The first Barrow lifeboat was a 12 oared self-righting vessel and was housed in a boathouse built on Roa Island at a cost of £240.

The current boathouse at Roa Island opened in 2001 and houses the all-weather lifeboat, ‘Grace Dixon' and the inshore lifeboat, ‘Raymond and Dorothy Billingham’.

Throughout the 160 years of Barrow lifeboats, there has been a proud tradition of generations of the same families volunteering as lifeboat crew and in other supporting roles at the lifeboat station.

The Mail: Overhead view of the Port of BarrowThe UK’s largest port operator, Associated British Ports (ABP), is also marking the day and has also been sharing the important ‘Float to Live’ campaign in the run up to the anniversary.

The campaign provides practical steps to help people survive if they find themselves in difficulty in the water with a special series of floating keyrings carrying the ‘Float to Live’ message - which will be distributed to marine colleagues and boat owners to help them stay safe.

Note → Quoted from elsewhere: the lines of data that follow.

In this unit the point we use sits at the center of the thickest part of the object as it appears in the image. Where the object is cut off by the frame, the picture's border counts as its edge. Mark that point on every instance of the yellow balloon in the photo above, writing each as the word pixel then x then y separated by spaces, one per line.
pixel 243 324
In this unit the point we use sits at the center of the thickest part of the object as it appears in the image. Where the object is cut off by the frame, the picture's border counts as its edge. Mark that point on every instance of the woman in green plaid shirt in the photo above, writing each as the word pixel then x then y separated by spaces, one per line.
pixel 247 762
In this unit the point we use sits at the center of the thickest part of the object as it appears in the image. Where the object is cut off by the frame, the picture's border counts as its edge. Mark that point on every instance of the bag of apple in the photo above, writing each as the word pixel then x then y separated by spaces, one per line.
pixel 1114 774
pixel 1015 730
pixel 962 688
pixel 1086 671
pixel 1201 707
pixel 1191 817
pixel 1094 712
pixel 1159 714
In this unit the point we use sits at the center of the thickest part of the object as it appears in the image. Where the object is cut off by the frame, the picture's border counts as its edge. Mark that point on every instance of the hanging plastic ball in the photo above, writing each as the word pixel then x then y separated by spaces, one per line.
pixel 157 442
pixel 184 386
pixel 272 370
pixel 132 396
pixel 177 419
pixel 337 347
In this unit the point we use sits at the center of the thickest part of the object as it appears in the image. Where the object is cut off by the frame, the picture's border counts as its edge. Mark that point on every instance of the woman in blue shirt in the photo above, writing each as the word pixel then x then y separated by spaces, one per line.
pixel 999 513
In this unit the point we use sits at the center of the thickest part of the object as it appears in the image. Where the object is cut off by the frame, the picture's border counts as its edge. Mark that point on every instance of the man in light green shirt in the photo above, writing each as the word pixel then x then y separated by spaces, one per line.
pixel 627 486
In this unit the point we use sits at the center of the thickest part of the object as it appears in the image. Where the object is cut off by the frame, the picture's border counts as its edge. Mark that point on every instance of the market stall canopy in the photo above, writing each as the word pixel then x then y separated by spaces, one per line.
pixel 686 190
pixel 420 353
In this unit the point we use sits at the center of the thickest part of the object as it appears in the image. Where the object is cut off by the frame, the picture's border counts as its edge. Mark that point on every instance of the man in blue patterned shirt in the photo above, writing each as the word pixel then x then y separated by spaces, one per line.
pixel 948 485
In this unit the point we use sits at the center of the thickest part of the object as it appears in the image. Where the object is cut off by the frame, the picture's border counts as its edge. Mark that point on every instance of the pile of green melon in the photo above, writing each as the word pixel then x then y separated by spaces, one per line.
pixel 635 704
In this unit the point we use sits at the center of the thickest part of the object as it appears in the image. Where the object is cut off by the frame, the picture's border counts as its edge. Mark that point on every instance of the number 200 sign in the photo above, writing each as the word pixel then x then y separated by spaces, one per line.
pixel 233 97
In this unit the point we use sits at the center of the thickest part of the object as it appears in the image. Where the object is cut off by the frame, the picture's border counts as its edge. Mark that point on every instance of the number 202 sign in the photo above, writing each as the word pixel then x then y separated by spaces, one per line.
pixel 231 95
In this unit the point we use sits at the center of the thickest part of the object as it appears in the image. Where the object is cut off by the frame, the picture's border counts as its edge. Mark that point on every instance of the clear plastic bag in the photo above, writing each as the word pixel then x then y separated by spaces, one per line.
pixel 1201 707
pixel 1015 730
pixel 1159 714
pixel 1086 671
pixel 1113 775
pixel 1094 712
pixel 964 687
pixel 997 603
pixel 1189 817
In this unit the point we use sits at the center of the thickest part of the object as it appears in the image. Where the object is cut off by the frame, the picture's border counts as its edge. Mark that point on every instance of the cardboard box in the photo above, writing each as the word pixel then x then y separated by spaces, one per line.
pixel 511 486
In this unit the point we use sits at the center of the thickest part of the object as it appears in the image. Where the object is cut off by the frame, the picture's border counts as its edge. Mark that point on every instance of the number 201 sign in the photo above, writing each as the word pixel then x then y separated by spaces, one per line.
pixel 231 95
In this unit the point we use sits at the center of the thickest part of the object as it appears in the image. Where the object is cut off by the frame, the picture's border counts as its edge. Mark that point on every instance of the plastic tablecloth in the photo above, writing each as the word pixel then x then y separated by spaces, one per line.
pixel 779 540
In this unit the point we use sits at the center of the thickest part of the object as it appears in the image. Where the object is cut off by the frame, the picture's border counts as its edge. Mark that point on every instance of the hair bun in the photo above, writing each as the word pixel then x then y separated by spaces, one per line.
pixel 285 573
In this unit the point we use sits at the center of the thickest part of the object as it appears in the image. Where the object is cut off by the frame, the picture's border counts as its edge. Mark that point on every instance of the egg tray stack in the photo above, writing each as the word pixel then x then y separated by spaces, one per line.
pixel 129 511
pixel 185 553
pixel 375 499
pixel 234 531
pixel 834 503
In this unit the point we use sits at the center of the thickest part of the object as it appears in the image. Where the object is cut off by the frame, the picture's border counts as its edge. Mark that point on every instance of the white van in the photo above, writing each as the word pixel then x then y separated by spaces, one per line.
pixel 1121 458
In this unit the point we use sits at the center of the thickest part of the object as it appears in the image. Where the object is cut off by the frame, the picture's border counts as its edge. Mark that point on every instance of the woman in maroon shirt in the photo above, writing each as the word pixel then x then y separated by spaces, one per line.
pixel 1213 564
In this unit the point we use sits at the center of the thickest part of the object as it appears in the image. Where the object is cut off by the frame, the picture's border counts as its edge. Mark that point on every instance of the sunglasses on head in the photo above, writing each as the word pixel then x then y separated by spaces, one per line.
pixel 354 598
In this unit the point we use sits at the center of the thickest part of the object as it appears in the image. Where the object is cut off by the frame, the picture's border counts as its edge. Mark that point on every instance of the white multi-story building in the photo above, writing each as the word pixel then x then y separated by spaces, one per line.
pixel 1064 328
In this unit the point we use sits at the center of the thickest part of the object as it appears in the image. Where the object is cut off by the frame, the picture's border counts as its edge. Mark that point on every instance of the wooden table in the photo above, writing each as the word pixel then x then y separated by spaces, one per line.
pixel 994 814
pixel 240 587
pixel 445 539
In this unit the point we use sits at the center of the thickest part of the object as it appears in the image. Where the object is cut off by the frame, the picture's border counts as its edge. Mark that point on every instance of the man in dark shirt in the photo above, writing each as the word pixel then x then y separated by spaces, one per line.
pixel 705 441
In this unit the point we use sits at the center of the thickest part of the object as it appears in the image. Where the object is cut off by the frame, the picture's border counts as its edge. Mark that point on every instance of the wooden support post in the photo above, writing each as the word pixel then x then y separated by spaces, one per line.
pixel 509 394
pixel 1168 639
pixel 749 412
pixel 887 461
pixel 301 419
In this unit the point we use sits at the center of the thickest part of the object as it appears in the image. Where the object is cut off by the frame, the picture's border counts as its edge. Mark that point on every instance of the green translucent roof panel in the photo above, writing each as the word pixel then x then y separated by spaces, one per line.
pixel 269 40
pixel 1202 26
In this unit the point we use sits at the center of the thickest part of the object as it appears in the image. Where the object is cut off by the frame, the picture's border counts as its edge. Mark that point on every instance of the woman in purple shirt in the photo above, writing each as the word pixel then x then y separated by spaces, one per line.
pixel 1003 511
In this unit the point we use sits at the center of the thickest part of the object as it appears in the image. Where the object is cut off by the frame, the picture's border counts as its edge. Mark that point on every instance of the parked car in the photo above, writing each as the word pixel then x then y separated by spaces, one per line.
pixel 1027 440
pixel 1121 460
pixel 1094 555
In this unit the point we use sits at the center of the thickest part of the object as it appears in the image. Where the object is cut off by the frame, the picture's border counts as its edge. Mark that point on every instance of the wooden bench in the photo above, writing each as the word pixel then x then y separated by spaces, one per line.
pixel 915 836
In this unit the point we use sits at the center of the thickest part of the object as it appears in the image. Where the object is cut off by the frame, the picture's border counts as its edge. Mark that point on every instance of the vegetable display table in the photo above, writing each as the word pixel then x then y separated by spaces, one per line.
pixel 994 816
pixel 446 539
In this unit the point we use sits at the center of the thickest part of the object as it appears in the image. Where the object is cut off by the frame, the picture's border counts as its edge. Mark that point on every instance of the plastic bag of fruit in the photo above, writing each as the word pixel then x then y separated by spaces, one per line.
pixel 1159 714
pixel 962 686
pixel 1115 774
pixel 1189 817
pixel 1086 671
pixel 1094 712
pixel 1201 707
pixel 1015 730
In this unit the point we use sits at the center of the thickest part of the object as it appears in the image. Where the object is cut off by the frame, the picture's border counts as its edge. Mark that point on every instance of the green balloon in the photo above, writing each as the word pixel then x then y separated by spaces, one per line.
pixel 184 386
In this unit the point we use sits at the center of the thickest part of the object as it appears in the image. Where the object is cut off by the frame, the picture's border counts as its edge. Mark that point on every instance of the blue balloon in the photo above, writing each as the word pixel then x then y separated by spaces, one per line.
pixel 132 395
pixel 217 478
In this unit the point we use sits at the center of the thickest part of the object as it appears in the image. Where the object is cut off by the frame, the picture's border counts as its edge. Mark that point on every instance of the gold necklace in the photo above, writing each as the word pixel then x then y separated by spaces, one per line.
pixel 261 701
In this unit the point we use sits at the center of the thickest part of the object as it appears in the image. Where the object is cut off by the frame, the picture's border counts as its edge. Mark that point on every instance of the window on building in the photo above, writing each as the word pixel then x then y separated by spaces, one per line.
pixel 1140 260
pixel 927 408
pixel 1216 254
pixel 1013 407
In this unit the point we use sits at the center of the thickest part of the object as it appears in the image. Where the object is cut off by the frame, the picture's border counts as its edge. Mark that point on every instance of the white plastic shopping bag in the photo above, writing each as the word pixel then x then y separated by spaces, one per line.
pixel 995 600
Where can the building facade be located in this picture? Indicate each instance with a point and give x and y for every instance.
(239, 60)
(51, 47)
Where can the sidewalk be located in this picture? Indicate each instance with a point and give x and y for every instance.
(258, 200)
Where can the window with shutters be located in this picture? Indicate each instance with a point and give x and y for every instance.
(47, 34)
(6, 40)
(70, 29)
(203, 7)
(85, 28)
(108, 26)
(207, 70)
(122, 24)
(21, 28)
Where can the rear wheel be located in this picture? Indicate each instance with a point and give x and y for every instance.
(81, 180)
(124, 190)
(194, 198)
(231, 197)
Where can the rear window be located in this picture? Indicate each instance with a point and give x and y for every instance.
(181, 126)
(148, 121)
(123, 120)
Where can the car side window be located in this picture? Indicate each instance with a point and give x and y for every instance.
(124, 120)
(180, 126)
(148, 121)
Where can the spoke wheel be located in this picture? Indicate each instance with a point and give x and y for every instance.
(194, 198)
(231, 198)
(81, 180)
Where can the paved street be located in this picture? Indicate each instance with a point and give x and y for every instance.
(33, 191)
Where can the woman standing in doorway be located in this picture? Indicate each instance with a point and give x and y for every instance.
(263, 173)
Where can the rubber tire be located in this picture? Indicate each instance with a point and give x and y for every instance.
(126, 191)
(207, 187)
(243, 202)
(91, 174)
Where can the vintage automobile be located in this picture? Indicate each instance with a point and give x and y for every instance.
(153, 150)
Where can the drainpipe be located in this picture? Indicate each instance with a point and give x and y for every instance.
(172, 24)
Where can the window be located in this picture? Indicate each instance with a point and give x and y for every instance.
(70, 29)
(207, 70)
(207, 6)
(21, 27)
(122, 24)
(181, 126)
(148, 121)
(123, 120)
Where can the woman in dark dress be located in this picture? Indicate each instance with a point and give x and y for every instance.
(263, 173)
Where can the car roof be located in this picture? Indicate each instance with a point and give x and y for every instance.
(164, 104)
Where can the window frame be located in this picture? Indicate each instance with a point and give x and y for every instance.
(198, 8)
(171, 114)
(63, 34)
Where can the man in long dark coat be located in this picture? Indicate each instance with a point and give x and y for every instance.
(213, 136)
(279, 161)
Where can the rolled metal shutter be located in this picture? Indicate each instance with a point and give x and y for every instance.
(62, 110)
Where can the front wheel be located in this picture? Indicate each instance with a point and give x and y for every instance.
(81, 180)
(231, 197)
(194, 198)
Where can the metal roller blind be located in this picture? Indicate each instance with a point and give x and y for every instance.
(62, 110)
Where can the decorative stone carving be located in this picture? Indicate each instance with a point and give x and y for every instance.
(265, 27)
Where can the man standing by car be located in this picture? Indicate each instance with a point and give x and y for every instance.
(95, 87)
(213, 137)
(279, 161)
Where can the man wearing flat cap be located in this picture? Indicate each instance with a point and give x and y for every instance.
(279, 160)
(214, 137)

Chris Clouter, assistant port manager at ABP’s Port of Barrow and RNLI volunteer press officer, said: "Volunteering with the RNLI is important to me because it feels like I am part of something much bigger – a lifesaving tradition.

"Knowing that I play a role in helping those in distress out on the water, so that they can return home safely and see their families and loved ones again, is truly rewarding.

"At Barrow, we are lucky to have two other volunteers for the RNLI working at ABP. We look forward to getting our floating ABP keyrings as constant reminders of the great work undertaken by all RNLI volunteers."